Belaúnde, Víctor Andrés (1883–1966)
Belaúnde, Víctor Andrés (1883–1966)
Víctor Andrés Belaúnde (b. 15 December 1883; d. 14 December 1966), Peruvian intellectual, educator, publisher, and diplomat. Born in Arequipa and educated as a lawyer at the universities of Arequipa and San Marcos in Lima, Belaúnde taught history at San Marcos and the Catholic University. In addition to his academic activities, he headed the Boundaries Section of the Ministry of Foreign Affairs during the crucial period of international disputes with Ecuador, Colombia, and Chile between 1907 and 1911. His main intellectual contributions address the issues of Peruvian nationality and its role in solving national problems. Belaúnde was initially influenced by positivism before embracing French idealist and Catholic philosophies. He believed in the need to integrate Peruvians of disparate historical backgrounds within a Peruvian national ideal. He named this ideal peruanidad ("Peruvianness"). Peruvian social problems should not lead to revolutionary changes, as proposed by José Carlos Máriategui and Víctor Raúl Haya de la Torre, but to social and cultural conciliation. Only through a strong feeling of national unity and a deep understanding of the genuine contributions of Peruvian history would Peru be able to form part of the community of modern nations.

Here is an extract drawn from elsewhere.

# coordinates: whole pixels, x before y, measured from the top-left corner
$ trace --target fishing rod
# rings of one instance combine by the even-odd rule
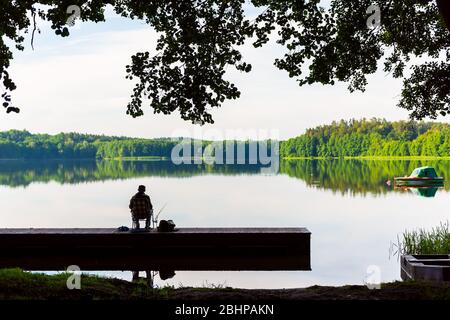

Belaúnde publicized Peruvian cultural contributions as the editor of a new and third version of the landmark Mercurio Peruano, first published in 1791–1795. The new Mercurio Peruano, which appeared with brief interruptions between 1918 and 1978, published articles on a wide variety of national and international subjects. It became the longest-lasting cultural journal in Peru.
Exiled for his political opposition to President Augusto Leguía (1919–1930), Belaúnde taught in several U.S. universities, including Columbia, Virginia, Miami, and Chicago. On his return to Peru in the early 1930s, he helped successfully mediate the border dispute between Colombia and Peru. As president of the Catholic University and minister of foreign affairs in 1957, he achieved national stature as an intellectual eminence. In his later years Belaúnde held a high diplomatic post at the United Nations in New York City, where he died.
See alsoMercurio Peruano .
BIBLIOGRAPHY
See his La realidad nacional (1931), Peruanidad (1957), and Meditaciones peruanas (1963).
Frederick Pike, The Modern History of Peru (1967).
Additional Bibliography
Gonzales, Osmar. Sanchos fracasados: Los arielistas y el pensamiento politico peruano. Lima: Ediciones PREAL, 1996.
Santiváñez Vivanco, Martín. El concepto de peruanidad en Victór Andrés Belaunde ante el nuevo milenio. Lima: Universidad de Lima, Fondo de Desarrollo Editorial, 2003.